📡 SAR-TEXT Dataset

This is the official repository of the paper:

SAR-TEXT: A Large-Scale SAR Image-Text Dataset Built with SAR-Narrator and A Progressive Learning Strategy for Downstream Tasks（ https://arxiv.org/pdf/2507.18743 ）

It includes:

📁 A large-scale SAR image–text paired dataset (SAR-TEXT)
🤖 Multiple vision-language foundation models (VLFMs) including:
- SAR-CLIP for retrieval
- SAR-CoCa for captioning
- SAR-GPT for generation
🧠 An automatic captioning pipeline based on our SAR-Narrator framework( coming soon )

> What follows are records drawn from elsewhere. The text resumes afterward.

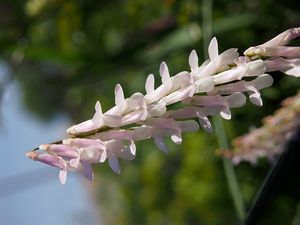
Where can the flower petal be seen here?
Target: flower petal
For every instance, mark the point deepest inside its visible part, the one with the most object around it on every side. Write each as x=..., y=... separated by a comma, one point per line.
x=114, y=164
x=149, y=86
x=165, y=75
x=160, y=144
x=193, y=60
x=213, y=51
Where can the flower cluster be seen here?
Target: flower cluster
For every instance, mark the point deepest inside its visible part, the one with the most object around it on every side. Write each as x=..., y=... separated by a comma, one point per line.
x=212, y=88
x=270, y=139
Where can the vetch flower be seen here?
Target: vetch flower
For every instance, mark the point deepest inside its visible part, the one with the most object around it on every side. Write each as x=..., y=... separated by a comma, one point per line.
x=215, y=87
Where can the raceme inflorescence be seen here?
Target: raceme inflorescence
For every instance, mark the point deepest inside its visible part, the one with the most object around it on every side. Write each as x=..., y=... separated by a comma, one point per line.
x=212, y=88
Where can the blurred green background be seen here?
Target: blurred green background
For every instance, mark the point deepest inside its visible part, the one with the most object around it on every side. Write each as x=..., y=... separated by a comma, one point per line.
x=67, y=54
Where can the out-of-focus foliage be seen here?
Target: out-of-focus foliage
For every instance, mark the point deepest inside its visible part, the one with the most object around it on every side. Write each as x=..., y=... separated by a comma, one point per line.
x=68, y=54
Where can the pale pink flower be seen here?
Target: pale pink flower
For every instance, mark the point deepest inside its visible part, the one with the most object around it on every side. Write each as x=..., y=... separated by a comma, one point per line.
x=215, y=87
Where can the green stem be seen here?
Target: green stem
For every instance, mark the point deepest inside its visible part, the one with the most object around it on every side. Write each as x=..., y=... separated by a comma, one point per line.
x=229, y=170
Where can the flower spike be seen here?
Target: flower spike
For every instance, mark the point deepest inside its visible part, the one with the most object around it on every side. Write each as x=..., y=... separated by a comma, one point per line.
x=215, y=87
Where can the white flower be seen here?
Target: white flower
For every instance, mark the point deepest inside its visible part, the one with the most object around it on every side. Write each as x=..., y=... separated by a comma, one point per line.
x=213, y=88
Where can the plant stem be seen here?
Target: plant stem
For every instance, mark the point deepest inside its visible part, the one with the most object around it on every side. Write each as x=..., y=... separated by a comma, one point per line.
x=229, y=170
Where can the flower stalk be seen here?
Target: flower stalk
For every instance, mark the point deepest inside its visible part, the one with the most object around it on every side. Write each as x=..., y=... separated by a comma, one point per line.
x=212, y=88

The goal of this project is to bridge the gap between synthetic aperture radar (SAR) imagery and semantic understanding via vision-language modeling. Everything — code, models, and data — will be open-sourced to support the community.

🖼️ Project Overview

📂 Dataset Release

The complete image and caption data for the SAR-TEXT image-text matching dataset is available via Baidu Netdisk:

🖼️ SAR Image–Text Matching Dataset (SAR-TEXT)
SAR-TEXT-data.zip (shared via Baidu NetDisk)
🔗 Download Link
🔑 Extraction Code: fw5a

This the SAR image–text dialogue dataset introduced in our paper. This release includes:

🛰 Optical Remote Sensing (RS) Dialogue Dataset(RS-VQA)
RS-VQA_conv.json
Based on the RS-VQA dataset, providing multi-turn visual question answering (VQA) dialogue annotations for optical remote sensing images.
📡 SAR Image–Text Dialogue Dataset (SAR-VQA)
SAR-VQA_conv.json (shared via Baidu NetDisk)
🔗 Download Link
🔑 Extraction Code: 1qqj

🤖 Pretrained Models Release

🧠 SAR-RS-CLIP
SAR-RS-CLIP.pt (shared via Baidu NetDisk)
🔗 Download Link
🔑 Extraction Code: 1472
🧠 SAR-RS-CoCa
SAR-RS-CoCa.pt (shared via Baidu NetDisk)
🔗 Download Link
🔑 Extraction Code: g4x3
🧠 SAR-GPT
SAR-GPT.pth (shared via Baidu NetDisk)
🔗 Download Link
🔑 Extraction Code: aqjy

⚙️ Environment and Codebase Notes

This repository integrates multiple models from different codebases. Please make sure to follow the correct environment setup for each component:

✅ CLIP and CoCa models are implemented using the OpenCLIP framework. All related model loading, training, and inference scripts are based on OpenCLIP.
✅ SAR-GPT is based on the TinyGPT-V repository. Any generation tasks involving SAR-GPT should be executed in the TinyGPT-V environment.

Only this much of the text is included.